ペンは剣よりも強く

日常と世相の記

使い勝手のよい国民

 昨日サッカーの日本代表がドイツに勝ったあとの「反応」「反響」などには、「国民性」というか、内面化される「日本人」性なるものについて、考えさせられました。

 ひとつめは直後の試合会場での出来事。試合が終わったスタジアムでは、日本人サポーターが現地のボランティアらと一緒に(恒例の?)会場のゴミ拾いをしたとのことですが、「日本人は試合会場にゴミを残さない」どころか「終わってからゴミ拾いをする人々」だと、世界の人に知れ渡っているようで、昨日はボランティア・スタッフの代表がメガホンでお礼を言っている動画を見ました。会場を管理運営する立場からすれば、わざわざ残って手伝ってくれてありがとうという気持ちになるのはよくわかりますし、直接感謝された日本人サポーターだってもちろん悪い気はしないと思います。これを「日本人の誇り」とRTする人もたくさんいました。
 世界から賞賛されているというこの素晴らしき「公徳心」は、あえて言うならば、たとえばドイツ選手が試合前に全員に口を手で覆う姿で写真におさまり、それを是とする人々の「公徳心」とはちがう気がします。もちろん道徳と人権意識はちがいますから、立ち位置がちがえば、見えている光景がちがってくるのは当然です。
 試合会場でゴミがたくさん出れば、何でゴミを残したまま帰ってしまうんだという観客のモラルの問題が当然意識されます。しかし、人によっては、それにとどまらず他の大量生産・大量消費・大量廃棄の問題を類推したり、中には海洋廃棄や宇宙ゴミまで連想する人がいるかも知れません。でも、おそらく多くの人は、そういうのは「野暮」ったいから、そこまで話がふくらむ前に思考を止めるでしょう。それは日本人に限りませんし、ドイツの人だってそんなには変わらないでしょう。個人の力で何とかなるレベルではないし……。そんなことより目の前のゴミを拾って、綺麗にする。個人で出来ることをやる方がよっぽどいいからです。
 ただし、ボランティア精神あふれる立派な人たちの姿を見て「日本人」はみんなそういうものだと思われると、そうでない部分を目にしたときのギャップは大きいでしょう。そんなことは多かれ少なかれどこの国民にも当てはまると思いますが、他国もこんなに「人目」や「自画像」制作にはたして熱心かどうか。
Kazuki Okamoto | オカモト・カズキ on Twitter: "ドイツ戦直後、日本人サポーターによるスタジアムのゴミ拾い活動についてボランティアスタッフから直接御礼を言いたいとのことで急遽集められました。 本当に凄い光景です🇯🇵🇶🇦 https://t.co/Eck5qszo5V" / Twitter
日本戦でドイツ代表が行なった“口を隠すポーズ”の意味は? DFBがFIFAの決定に強い抗議の意思を示す【W杯】 | サッカーダイジェストWeb

 もうひとつは駐日ジョージア大使のTweet。試合後におもしろいつぶやきをしていましたが、その反響が興味深い。
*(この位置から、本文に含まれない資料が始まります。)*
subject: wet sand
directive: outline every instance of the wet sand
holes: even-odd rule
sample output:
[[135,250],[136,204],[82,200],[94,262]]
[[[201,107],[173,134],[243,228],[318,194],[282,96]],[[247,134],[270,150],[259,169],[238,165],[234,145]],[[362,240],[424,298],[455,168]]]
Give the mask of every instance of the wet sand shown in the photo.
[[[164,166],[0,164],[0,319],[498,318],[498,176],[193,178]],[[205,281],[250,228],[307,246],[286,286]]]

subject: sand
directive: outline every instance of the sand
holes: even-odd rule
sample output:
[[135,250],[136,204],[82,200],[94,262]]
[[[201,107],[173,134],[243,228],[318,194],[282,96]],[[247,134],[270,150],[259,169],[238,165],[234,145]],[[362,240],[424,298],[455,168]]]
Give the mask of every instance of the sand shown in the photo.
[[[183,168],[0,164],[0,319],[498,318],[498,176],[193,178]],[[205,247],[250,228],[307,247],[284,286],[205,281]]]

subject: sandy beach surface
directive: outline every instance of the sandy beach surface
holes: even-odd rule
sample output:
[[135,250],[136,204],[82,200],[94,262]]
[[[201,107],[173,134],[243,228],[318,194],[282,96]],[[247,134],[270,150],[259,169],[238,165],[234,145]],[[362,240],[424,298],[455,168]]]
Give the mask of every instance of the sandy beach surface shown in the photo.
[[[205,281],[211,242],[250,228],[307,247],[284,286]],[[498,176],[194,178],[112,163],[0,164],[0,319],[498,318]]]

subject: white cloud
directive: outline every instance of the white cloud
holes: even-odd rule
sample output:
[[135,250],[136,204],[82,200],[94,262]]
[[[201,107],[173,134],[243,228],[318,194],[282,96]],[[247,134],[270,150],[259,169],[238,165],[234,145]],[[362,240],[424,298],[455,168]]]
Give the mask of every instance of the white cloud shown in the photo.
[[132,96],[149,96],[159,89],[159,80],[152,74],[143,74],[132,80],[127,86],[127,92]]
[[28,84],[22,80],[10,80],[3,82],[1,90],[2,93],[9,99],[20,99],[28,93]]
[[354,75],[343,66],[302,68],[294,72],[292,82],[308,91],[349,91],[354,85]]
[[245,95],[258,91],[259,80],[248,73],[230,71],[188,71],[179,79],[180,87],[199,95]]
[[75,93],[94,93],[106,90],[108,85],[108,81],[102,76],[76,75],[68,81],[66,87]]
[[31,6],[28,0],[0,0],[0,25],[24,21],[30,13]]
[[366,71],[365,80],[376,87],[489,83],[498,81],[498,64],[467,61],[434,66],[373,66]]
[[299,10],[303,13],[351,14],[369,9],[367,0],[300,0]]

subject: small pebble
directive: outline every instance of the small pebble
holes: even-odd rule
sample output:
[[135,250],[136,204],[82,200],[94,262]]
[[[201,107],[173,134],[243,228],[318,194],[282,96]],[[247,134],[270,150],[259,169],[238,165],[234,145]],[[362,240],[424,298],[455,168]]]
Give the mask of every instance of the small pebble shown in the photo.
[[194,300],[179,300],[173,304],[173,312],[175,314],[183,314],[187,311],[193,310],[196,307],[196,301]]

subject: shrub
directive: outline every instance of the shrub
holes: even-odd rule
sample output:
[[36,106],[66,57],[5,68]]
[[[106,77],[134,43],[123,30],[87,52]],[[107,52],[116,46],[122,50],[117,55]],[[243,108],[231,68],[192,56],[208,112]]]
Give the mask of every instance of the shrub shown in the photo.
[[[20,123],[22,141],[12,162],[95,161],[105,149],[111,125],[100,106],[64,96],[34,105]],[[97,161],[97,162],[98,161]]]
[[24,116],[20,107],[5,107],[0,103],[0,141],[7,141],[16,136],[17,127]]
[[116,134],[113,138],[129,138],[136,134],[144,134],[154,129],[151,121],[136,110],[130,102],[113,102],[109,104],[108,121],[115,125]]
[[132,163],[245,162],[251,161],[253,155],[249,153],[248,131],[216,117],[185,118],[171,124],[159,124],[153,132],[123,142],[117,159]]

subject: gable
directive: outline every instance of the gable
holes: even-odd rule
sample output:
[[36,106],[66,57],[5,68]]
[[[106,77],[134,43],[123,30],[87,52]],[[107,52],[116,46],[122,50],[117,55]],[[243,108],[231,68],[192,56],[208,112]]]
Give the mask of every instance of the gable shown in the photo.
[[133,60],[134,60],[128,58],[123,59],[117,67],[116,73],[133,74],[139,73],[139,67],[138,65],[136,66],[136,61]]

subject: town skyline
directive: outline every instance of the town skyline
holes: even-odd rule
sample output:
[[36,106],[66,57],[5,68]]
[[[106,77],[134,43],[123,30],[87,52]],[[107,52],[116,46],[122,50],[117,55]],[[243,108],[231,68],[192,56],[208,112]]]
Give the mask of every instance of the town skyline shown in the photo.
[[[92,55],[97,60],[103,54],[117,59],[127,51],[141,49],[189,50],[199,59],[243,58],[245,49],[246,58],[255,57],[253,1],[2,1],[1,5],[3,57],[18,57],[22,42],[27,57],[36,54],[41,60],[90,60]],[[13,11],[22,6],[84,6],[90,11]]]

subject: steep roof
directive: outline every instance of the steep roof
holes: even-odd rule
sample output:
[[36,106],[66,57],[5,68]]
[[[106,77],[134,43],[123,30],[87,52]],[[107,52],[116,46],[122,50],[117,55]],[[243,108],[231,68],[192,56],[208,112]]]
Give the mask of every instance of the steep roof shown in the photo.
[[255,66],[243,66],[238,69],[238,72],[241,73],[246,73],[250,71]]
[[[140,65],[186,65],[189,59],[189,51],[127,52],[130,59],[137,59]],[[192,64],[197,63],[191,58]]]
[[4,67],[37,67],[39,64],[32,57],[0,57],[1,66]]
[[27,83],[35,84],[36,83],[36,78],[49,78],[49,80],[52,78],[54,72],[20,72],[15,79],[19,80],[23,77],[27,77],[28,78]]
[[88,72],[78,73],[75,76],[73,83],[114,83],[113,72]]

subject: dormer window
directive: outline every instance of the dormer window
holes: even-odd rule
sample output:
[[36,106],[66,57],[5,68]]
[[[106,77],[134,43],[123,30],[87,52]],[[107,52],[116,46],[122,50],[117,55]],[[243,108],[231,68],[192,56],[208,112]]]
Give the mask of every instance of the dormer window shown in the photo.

 アルゼンチンに勝った翌日サウジアラビアは祝日を発表しました。これを受けて「日本がドイツに勝ったけど、明日どうなるかな」と昨日妻に聞いたら「日本はきっと二倍働く」と名答を返されました。
https://twitter.com/TeimurazLezhava/status/1595607069691822080

 これが「名答」なのは、日本の勝利にテンションが上がって自分もよく働いたというRTがいくつも上がっていることで「証明」されている気がします。大使は母国ジョージアのチームが強豪ドイツに勝ったら……ということには触れていませんが、まあ想像はできます。毎月何かにつけては酒を飲む「日本全国酒飲み音頭」というのがありますが、お祝いにかこつけて酒を飲むのが、日本ではなく世界の「平均」だとするなら、自国チームが強豪チームに勝って大番狂わせを演じると、単に気分がいいだけでなく、モチベーションがあがって仕事(賃金労働)を一生懸命やるというのは、嫌々働くよりはいいにしても、世界の人々にとってはやはり驚きではないかと思います。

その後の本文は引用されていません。